South Jordan races may be virtual, but the running is realNov 24, 2020 03:22PM ● By Mariden Williams
Virtual race participants sometimes send the city selfies as well as updates on their run times and goals. (South Jordan Parks and Rec)
By Mariden Williams | [email protected]
In regular years, South Jordan holds seven races a year—but 2020 is not a regular year.
When the pandemic threatened to cancel South Jordan's races completely back in late March, the city's Parks and Recreation department found a way to move them online. Now, after introducing the Virtual Race Series, instead of having no races, they have more races than ever before. They've gone from holding a race every two months or so, to holding a race pretty much every week.
"Virtual race" may sound like an oxymoron on the surface, but it works better than you might think. In a standard race, you have a whole bunch of people running down the same course at the same time. In a virtual race, you still have a whole bunch of people running down the same course; just not at the same time. The running is still very much a real-world action, with real sweat and real sore muscles.

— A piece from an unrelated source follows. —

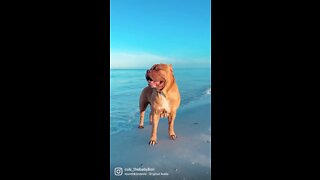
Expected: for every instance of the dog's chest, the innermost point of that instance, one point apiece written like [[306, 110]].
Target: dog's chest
[[162, 104]]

It's only the planning that's virtual.
"When it started off, we kind of posted a race route per week that people could run on their own time at any point during the week, and they could send us their times to win prizes," said South Jordan Recreation Coordinator Brad Vaske. "We had anywhere from about 200 to 400 people participate in those weekly from about the end of March all the way through the middle of September."
Though the exact amount of participation varies according to the event and the weather, that 200-400 range represents a pretty substantial increase over the 100-300 people the department has seen register for past in-person races.
"What the virtual race series has done is, it's actually allowed us to include that base group of runners, but also expand out and reach people that, you know, weren't necessarily able to attend our events on a single date. We actually have people doing this that have never run in one of our races before," Vaske said. "A lot of them had conflicts—they worked weekends, or they just never had the time to attend one of those events, but they do have time to go out run routes on their own time."
Each virtual race series lasts 10 weeks. Registration costs $30, which gets you access to a new running route shared every week, plus a shirt and a participation medal. Their fall series just ended. Next up is the Turkey Run, which is a standalone event that lasted from Nov. 23-28, followed by their winter race series, which begins on Nov. 30.
Of course, since everything is self-reported, picking winners and distributing prizes works a little bit differently for the virtual races than it does in a traditional race.
"In the fall series, for some prizes, it would just be a random draw. If you registered for the event, we'd do a drawing of everybody that was registered and then hand out some prizes that way," Vaske said. "The winter series has been less random, more geared towards runners setting goals that they want to accomplish."
As part of registration for the winter race series, participants fill out a Google Docs form with personal goals for their weight, total miles they'd like to run, number of hours they'd like to train, and times they hope to achieve for 5K and 10K runs. Then, when they meet those goals and report back to the city, they're entered into a drawing for prizes from there. As in past years, prizes are donated by local businesses. For the Turkey Run, the prizes include three Thanksgiving turkeys donated by Natural Grocers.
Just how long the city will host virtual races remains to be seen.
"Right now, we're slated to keep doing these virtuals all the way into February, and then seeing what happens and what the environment's like—whether we'll still have to keep to just virtuals, or whether we'll be able to go back to on-sites and live events and stuff like that too," Vaske said. "But the virtual race series has definitely created a new area. It’s definitely been interesting seeing the people we've been able to reach with it. Regardless if we go back to live events or not, I can definitely see virtuals still being a big part of our future here."